16x Fragment Anti-Aliasing, Continued
So much about the technology to date. With the Parhelia-512, Matrox takes an entirely different route, namely, fragment anti-aliasing. This technique gets to the heart of the problem. After all, only the edges needed to be smoothed out, and this only accounts for 5% to 20% of the pixels in a scene. With this in mind, supersampling and multisampling are thus extremely ineffective, since the majority of pixels actually don't need to be re-calculated.
Parhelia recognizes a pixel based on the edges of the triangles and then evaluates whether or not this is "fragmented," i.e., whether another object is next to, or overlaps, the object in question. This lets the chip recognize whether or not a pixel is completely covered, completely exposed or overlapped only on the edges (fragmented). In the first two cases, the pixels are instantly allocated to the RAM. All fragmented pixels are assigned to a fragment buffer, where the colors of the pixels are then re-calculated with 16x subpixel precision.
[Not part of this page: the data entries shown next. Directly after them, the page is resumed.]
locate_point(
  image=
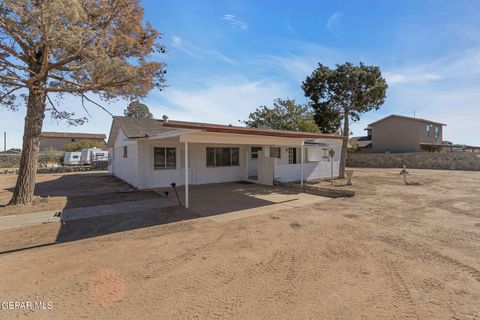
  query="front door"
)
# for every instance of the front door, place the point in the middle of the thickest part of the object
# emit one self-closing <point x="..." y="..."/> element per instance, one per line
<point x="253" y="162"/>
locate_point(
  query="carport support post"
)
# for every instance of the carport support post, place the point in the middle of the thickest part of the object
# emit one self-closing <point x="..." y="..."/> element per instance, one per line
<point x="301" y="167"/>
<point x="186" y="174"/>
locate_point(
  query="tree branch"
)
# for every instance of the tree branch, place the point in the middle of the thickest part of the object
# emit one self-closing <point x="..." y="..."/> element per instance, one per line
<point x="97" y="104"/>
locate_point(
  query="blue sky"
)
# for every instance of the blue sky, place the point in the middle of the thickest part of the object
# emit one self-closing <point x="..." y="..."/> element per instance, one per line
<point x="226" y="58"/>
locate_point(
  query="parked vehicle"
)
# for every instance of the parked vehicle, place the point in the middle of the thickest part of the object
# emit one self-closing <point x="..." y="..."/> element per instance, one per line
<point x="93" y="155"/>
<point x="71" y="158"/>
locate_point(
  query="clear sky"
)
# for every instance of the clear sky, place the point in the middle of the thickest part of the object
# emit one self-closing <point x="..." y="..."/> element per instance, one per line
<point x="226" y="58"/>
Finally, these pixels are added to the rest of the scene that has been stored to memory.
Matrox claims that this process allows for an image quality that corresponds to 16x FSAA quality, while minimizing the loss in performance at the same time. However, there are cases where fragment anti-aliasing doesn't work, for example, in scenes where the stencil buffer is used. Here, the user can only resort to very slow supersampling, even if the high memory bandwidth of 256-bit DDR is supposed to mitigate this undesirable effect somewhat. Unfortunately, Matrox does not offer a list of compatible games at the moment. Stencil buffers are often used to calculate shadows in games.
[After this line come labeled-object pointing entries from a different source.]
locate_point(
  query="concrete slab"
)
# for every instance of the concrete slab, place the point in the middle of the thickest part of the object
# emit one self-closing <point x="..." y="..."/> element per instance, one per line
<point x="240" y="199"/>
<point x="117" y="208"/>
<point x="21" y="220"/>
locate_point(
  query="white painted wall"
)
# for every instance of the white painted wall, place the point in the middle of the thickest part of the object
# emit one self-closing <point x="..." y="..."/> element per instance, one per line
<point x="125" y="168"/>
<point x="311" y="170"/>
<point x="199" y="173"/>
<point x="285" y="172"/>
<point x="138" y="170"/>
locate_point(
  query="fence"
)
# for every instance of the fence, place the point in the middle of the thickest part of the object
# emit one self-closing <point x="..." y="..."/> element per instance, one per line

It's also interesting to compare quality. For example, Parhelia's fragment antialiasing (FAA) does not recognize lines that are rendered in the form of textures. Supersampling and multisampling, by comparison, smooth out these edges as well. On the other hand, roll-playing games benefit from FAA, since menus aren't overly softened as they are with multisampling FSAA and supersampling FSAA.